About a year ago, the Maddow Blog posted a chart made by one of its readers. Having seen a chart in Slate that showed income growth by percentile under Democratic and Republican administrations, the reader proceeded to create a chart that showed how incomes grew based not just on which party occupied the White House but also which party controlled the House of Representatives and the Senate.
This is that chart:
It will come as no surprise to readers here that, since 1947, income growth has been better under Democratic presidencies than under Republican presidencies. But looking at this chart reveals an interesting added dimension: While total Republican control of Congress and the presidency is very bad for the incomes of struggling Americans, the single worst thing for the incomes of struggling Americans is, plain and simple, Republican control of the House, regardless of who controls the Senate or occupies the White House.
Over the past couple of months, we have gotten a firsthand glimpse into why, which I believe can be boiled down to two reasons:
1. The House essentially controls the purse strings, since all budget bills must originate there. Thus, if the House doesn't want a new and helpful government program created, it doesn't happen.
2. As the chamber of Congress in which new legislators typically get their start, the House is much more likely to contain a large number of clueless wackos.
The political upshot of this combination of factors is that Banana Republicans in the House have hijacked the entire political agenda. Unemployment remains at crisis levels, millions of families are falling out of comfort into subsistence and poverty, the import-replacing domestic manufacturing that could get the nation back on its feet continues to atrophy, tax revenues are at their lowest rate relative to GDP in decades, so what issue dominates the evening news and the debate in Washington? Cutting federal spending!
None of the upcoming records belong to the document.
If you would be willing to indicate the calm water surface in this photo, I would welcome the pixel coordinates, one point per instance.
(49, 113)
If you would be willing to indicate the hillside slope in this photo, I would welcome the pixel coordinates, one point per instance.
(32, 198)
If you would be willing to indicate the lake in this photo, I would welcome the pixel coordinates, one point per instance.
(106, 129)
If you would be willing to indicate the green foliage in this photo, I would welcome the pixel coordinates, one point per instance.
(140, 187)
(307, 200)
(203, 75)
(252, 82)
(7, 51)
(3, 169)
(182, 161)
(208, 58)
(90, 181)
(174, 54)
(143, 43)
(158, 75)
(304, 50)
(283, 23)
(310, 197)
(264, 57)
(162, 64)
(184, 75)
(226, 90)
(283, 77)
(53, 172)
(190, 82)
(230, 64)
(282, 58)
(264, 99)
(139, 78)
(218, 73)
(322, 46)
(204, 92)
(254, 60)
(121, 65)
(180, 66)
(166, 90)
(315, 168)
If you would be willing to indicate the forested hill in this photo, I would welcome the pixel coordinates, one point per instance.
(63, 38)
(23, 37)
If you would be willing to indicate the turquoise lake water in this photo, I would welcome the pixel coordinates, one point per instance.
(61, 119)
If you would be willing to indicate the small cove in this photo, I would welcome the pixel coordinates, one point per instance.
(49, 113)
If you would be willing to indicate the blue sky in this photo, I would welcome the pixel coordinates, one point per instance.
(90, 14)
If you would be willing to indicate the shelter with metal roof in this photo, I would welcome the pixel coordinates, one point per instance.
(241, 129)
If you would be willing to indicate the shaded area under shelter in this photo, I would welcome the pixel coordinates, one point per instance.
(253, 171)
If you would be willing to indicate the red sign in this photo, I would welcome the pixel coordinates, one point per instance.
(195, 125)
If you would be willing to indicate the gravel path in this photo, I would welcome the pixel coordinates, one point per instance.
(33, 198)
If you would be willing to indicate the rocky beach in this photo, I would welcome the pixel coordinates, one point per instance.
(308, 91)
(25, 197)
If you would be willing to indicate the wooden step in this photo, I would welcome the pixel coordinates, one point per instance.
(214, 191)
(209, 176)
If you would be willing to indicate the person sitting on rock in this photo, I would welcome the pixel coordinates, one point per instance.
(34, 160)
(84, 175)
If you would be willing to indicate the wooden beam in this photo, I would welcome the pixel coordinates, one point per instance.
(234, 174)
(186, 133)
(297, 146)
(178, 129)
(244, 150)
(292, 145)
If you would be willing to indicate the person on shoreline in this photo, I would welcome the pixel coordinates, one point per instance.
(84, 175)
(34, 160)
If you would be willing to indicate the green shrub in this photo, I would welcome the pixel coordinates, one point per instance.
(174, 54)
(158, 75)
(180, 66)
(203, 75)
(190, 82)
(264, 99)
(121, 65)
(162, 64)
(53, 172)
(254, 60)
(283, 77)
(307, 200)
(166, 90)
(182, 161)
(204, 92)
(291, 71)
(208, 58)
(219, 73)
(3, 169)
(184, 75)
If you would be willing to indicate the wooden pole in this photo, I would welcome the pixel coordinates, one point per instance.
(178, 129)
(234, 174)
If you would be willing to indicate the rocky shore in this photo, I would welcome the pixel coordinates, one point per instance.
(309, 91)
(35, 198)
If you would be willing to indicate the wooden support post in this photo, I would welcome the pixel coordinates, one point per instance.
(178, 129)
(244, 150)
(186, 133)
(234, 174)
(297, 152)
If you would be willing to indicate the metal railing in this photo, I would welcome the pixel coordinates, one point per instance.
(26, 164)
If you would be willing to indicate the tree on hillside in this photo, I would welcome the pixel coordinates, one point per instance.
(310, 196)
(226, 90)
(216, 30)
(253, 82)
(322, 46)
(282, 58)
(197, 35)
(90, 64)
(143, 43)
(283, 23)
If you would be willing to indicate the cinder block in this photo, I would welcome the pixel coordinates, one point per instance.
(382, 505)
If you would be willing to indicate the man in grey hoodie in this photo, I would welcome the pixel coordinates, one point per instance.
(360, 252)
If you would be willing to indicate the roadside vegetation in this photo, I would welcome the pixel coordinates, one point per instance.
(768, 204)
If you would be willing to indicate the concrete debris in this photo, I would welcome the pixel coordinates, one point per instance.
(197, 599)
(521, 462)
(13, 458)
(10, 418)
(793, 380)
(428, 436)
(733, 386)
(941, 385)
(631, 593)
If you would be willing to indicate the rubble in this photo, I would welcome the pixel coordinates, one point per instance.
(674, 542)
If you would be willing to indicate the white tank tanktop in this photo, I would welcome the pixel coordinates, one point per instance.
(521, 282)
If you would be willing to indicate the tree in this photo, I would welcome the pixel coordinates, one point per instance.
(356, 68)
Spending that could keep families out of the worst poverty (see in that chart how Americans in the 20th income percentile lose ground when Republicans control the House?), spending that could shore up our deteriorating infrastructure, spending that could generate demand for manufactured goods . . . spending, in short, that could pump our economy back to life.
If the House don't wanna spend, the House ain't gonna spend. No matter how desperate the need, no matter how unified the public in its desire for positive action, no matter how urgent the moment of crisis. It's even worse today than it was in the past, because Banana Republicans have discovered that crises help them get what they want. The chart above ends in 2008. We're about to witness the writing of a whole new chapter of Republican-induced income degradation in the 60th percentile and below.
If the Republican presidential field can begin campaigning this early, we should too. And the message should be simple, direct and repeated incessantly: A Republican House is bad for your income. Hell, if it comes down to it, we can afford to lose the Senate, as long as we take back the House. Everything depends on the House. We've got to take back the House.